Another sound came from beneath the low throb of the drum, and it was a moment before Magan could be sure what it was. It was a whispering sound, a rushing sound, and it was only in between drum-beats that he heard it at all. It seemed to breathe around the still forms of the grave trees, and then he realized it was the rushing of water. It was the sound of a great cascade, muffled by distance, but not too much distance. It was close.

He moved more quickly among the trees, around the great tumbled blocks of stone from the destroyed necropolis, and then he began to see them. They stood on branches and in the forks of the trees above him, and their bodies glowed with the same phantom gleam. The watched him with their glittering eyes, and it seemed more appeared with every drum-beat, as if materializing from the air itself.

His flesh crawled, and he almost broke and ran, but he felt in his belly that if he ran, he would be instantly rent to pieces. He felt the weight of their attention, watching him, weighing him. They wanted something, and that was more hideous to contemplate than any lesser death. He made his way through the forest, the rush of water growing to a roar, and then the trees fell away and he looked upon the temple of the Ungogo.

It stood on the edge of the forest, against a sky of eternal mist. The pillars and stones that shaped it were long hidden by festoons of skulls, bound in place by mud and sealed and drenched in sacrificial blood. Magan smelled the black stench of the gore, long rotted in the oppressive heat of the jungle; he saw the clouds of flies that swarmed over the fresh outpourings. The gateway was open, beckoning him, and his guts twisted inside him.

He turned and looked back, and the Ungogo were there. They stood upright on the ground like men, gathered in a great arc to hem him in, so there was no path to escape. They breathed in time with the thudding of the drum, coming closer, pressing him on, and he knew they meant him for some sanguinary rite of their blasphemous worship of dark powers.

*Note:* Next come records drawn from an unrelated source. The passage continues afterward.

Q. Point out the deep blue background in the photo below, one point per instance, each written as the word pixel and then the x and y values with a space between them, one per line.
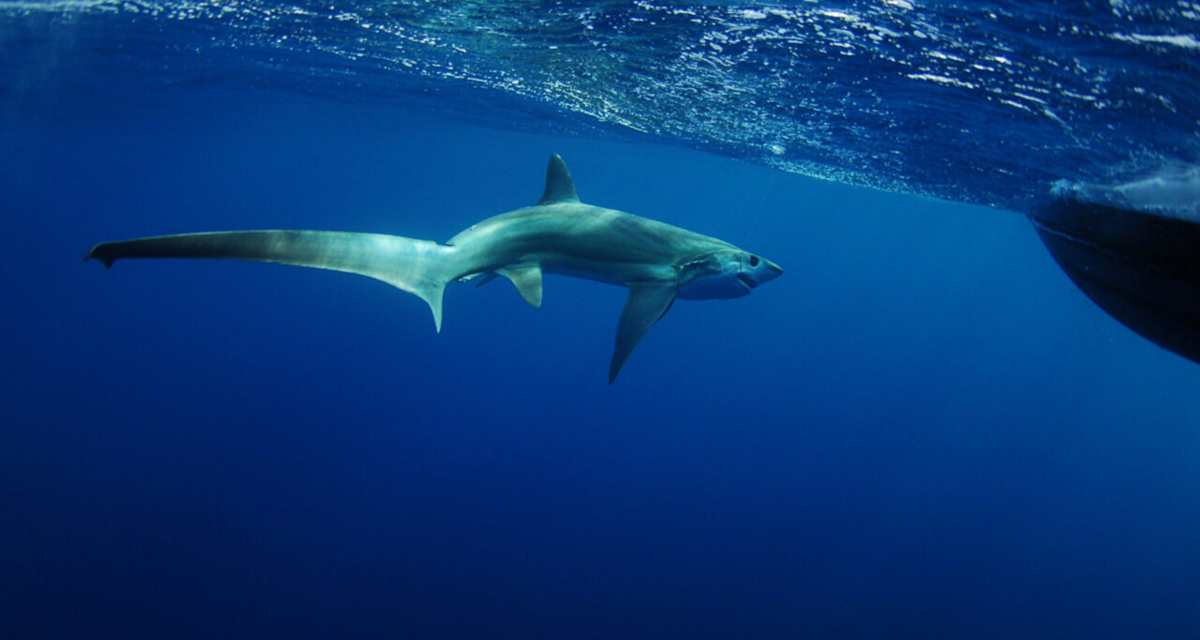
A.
pixel 922 430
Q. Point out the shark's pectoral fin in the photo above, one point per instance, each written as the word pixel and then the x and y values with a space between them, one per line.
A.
pixel 527 279
pixel 646 304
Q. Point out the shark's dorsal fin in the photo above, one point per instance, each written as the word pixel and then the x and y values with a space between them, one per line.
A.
pixel 559 186
pixel 527 279
pixel 646 304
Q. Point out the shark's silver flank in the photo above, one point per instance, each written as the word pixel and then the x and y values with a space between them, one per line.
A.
pixel 558 235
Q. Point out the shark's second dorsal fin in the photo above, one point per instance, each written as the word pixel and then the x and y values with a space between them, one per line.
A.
pixel 559 186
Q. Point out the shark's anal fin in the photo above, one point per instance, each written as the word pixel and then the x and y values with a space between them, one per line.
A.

In that moment he wondered why they would allow him to approach their dark fane with his sword in hand, and with that thought he looked up in time for two of them to drop upon him from the high branches of the trees. He cut savagely at one and it dropped to the earth with entrails spilling out, howling its agony. The other one fell on him and sought to grasp him with its talons, and he fought to get free with terrible, desperate strength. He thrust the thing away from him and saw the mass of them come for him, screaming.

He ran for the temple of bones, death howling at his heels. Green light shone down through the mist, and he threw himself through the doorway and would have turned at bay, but he saw a figure rise up within the roofless shrine, and he faced it.

One of the Ungogo waited for him there, taller than the others, arms marked by ritual scars and bound with copper and bone. It was old, its hair white and strung with teeth, its eyes pallid and blind-seeming, yet they still glowed. It held high a long knife like a jagged fang, the hilt bound with strips of leather and vines. The other Ungogo would not follow within the temple, and alone he faced this gaunt figure of depthless savagery.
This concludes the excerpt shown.